91Ó°ÊÓ

In chemistry, reducing strength refers to the ability of a substance to donate electrons during a chemical reaction. The stronger a reducing agent, the more easily it loses electrons to other substances.

In our exercise, metal D forms hydrogen gas bubbles when placed in hot water. This means that metal D is a strong enough reducing agent to reduce water by giving electrons, thus releasing hydrogen gas.

Next, we saw that metal D could not react with a salt solution of metal E, indicating that metal D is a weaker reducing agent than metal E.

Finally, since metal D gets coated and discolored in a salt solution of metal F, metal F is a stronger reducing agent than metal D. By placing E in a solution of F's salt, no reaction happens, showing that metal F is still stronger.

Displacement reactions happen when a more reactive metal displaces a less reactive metal from its compound. These reactions tell us a lot about the reactivity and reducing strength of metals.

When metal D is placed in hot water, it displaces the hydrogen, indicating its reactivity.
In the scenario with metal E's salt, no reaction means metal D cannot displace E, showing E is more reactive.

The discoloration of metal D in F's salt solution demonstrates a displacement reaction where metal F is clearly more reactive and reduces D ions by taking their place.

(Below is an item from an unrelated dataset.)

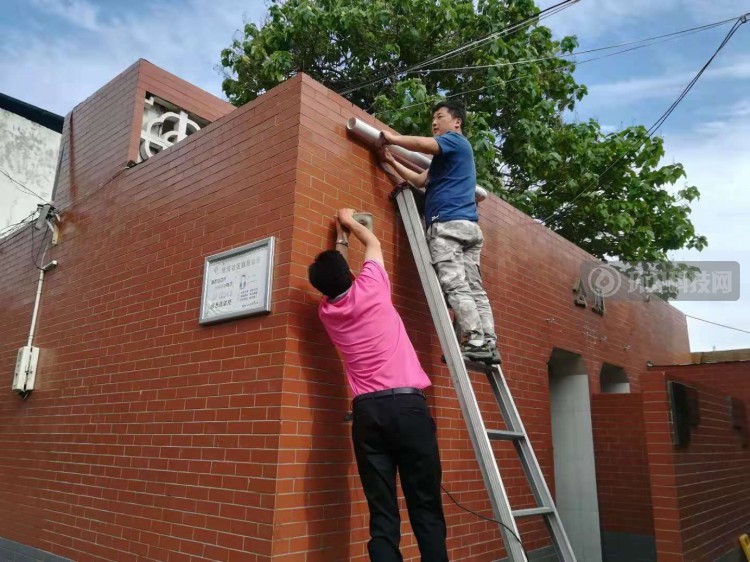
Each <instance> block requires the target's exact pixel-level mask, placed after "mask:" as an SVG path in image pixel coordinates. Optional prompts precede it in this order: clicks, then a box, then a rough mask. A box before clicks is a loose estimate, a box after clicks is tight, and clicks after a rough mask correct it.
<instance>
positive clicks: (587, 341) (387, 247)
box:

The metal reactivity series helps us understand how different metals will behave in reactions. This series arranges metals in order of decreasing reactivity.

In the provided exercise:

• Metal D reacts with hot water and releases hydrogen, showing it’s quite reactive.
• Metal D does not cause a reaction with metal E's salt, which means E is less reactive than D.
• Metal F is highly reactive as evidenced by displacing D’s ions resulting in discoloration.
• When metal E is placed in the salt of F, no reaction occurs.

Thus, the overall reactivity order from least to most would be D < E < F.